A quel punto non ci vedo più dalla rabbia: come è possibile che i miei genitori abbiano mantenuto rapporti con la persona che ha distrutto la famiglia e ha aggravato le condizioni di salute di mio papà? Inizio a comportarmi proprio come quando mi vengono gli attacchi di ira da sveglio: l’emozione si impadronisce di me, non mi vengono le parole se non frasi sconnesse, quando invece vorrei demolire tutto con la mia ironia. Mi chiudo in camera per darmi una calmata sperando invano che qualcuno venga a vedere come mi sento. Quando torno di là l’appartamento dei miei, nel frattempo, si è riempito di gente. In cucina, intorno al tavolo, seduto insieme a mio cognato c’è uno sconosciuto che si alza immediatamente per venire a presentarsi, forse ha capito chi è l’autore del sogno.

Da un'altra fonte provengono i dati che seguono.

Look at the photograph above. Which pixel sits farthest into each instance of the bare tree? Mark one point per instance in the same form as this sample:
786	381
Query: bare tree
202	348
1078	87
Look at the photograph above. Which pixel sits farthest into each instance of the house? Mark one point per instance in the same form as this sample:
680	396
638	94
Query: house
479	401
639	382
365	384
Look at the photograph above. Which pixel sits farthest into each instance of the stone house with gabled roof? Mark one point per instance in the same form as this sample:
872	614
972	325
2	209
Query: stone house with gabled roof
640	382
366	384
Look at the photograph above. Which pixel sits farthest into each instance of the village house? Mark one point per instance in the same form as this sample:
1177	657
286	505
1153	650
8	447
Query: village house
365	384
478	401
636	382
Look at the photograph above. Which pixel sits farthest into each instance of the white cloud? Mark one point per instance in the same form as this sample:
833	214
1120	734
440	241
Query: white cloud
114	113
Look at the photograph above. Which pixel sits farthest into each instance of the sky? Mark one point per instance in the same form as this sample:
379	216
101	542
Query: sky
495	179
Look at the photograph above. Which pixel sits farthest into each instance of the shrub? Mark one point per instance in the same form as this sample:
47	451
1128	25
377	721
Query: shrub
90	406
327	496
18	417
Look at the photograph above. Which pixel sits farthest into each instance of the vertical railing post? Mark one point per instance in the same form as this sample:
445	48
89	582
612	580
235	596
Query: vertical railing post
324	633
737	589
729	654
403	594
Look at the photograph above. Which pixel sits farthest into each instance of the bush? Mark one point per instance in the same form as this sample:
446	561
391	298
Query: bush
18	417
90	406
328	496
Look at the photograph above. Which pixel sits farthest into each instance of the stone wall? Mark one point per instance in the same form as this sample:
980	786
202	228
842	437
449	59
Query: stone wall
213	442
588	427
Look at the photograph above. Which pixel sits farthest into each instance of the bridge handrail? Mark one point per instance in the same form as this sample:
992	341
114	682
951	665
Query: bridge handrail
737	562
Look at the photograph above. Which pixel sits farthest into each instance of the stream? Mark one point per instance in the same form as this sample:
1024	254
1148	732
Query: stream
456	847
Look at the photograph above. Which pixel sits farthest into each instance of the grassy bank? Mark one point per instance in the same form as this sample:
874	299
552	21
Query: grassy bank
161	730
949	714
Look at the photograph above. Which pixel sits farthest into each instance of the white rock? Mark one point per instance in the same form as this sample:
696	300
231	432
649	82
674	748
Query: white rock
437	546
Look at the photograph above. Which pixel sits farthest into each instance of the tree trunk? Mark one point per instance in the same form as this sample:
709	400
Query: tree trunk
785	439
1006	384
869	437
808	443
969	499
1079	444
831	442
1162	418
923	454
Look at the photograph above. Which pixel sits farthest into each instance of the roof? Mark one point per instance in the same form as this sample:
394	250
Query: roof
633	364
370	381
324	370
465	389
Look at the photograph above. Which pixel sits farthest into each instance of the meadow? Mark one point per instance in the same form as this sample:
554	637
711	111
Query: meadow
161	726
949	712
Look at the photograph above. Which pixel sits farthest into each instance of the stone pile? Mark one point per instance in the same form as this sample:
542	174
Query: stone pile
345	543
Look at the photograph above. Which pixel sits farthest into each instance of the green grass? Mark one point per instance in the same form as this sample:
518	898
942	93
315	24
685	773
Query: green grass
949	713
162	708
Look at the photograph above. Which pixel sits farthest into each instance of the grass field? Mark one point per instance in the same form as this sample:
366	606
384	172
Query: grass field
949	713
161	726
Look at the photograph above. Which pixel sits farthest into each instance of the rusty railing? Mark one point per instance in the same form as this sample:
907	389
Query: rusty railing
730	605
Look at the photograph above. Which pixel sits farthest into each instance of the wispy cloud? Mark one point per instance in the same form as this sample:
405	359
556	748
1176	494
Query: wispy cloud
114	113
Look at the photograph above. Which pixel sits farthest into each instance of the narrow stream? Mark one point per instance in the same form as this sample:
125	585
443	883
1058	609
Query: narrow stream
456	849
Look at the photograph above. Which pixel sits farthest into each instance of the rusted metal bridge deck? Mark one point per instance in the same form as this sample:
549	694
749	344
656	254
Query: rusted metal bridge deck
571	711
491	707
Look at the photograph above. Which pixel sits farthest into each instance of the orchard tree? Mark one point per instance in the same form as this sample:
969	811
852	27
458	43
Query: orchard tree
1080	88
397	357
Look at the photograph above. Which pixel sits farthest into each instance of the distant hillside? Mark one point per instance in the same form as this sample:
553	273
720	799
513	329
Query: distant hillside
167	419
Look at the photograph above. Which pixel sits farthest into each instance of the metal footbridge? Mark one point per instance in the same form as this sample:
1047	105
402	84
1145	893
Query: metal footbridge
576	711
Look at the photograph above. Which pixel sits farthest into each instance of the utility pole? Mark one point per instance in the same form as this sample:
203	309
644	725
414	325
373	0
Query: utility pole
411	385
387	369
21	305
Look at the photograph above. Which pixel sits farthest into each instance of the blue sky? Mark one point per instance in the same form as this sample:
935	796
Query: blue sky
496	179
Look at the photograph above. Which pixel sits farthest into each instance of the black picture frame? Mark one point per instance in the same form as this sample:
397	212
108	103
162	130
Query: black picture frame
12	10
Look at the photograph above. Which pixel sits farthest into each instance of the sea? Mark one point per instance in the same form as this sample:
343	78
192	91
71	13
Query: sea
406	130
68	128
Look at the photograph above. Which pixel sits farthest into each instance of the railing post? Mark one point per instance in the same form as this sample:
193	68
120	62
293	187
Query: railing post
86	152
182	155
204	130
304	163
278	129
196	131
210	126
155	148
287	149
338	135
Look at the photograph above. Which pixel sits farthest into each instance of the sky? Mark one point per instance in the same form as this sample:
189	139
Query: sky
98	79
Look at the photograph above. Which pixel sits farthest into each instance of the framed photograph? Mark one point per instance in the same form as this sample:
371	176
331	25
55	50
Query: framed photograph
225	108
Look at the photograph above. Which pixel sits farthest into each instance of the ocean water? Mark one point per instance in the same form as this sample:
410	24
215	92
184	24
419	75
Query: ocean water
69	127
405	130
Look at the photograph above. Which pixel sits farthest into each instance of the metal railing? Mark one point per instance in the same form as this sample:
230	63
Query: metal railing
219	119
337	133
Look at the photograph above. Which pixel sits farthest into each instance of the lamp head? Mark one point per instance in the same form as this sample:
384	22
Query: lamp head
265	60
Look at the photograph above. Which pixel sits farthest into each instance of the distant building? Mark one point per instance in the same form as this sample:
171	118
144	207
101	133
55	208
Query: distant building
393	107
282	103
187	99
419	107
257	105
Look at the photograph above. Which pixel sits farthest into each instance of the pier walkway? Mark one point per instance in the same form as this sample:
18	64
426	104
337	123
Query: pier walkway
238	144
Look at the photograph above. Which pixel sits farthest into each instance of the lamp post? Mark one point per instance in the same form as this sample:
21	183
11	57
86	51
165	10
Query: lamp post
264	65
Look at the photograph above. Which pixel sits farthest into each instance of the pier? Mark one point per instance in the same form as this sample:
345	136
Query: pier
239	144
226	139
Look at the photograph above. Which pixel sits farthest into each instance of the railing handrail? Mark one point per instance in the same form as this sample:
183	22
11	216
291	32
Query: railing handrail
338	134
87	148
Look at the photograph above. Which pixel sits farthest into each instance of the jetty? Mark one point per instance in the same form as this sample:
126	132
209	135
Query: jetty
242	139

Anche la sala da pranzo è piena di ragazzini, ci sono bevande e analcoliche e bicchieri di carta sul ripiano della madia, qualcuno deve aver organizzato una festa. Mi verso qualcosa, mi è venuta sete dall’incazzatura provata, e vedo Marco e Christian, due dei miei alunni di seconda tra i più simpatici. C’è il frastuono tipico delle occasioni in cui si fa baldoria e, per conversare, è bene appropinquarsi alle persone per capire cosa ci dicono. Ora, a scuola, con la mascherina è fondamentale. Christian mi vede, fa cenno di avvicinarmi e, insieme, mi dicono «maestro ti vogliamo bene».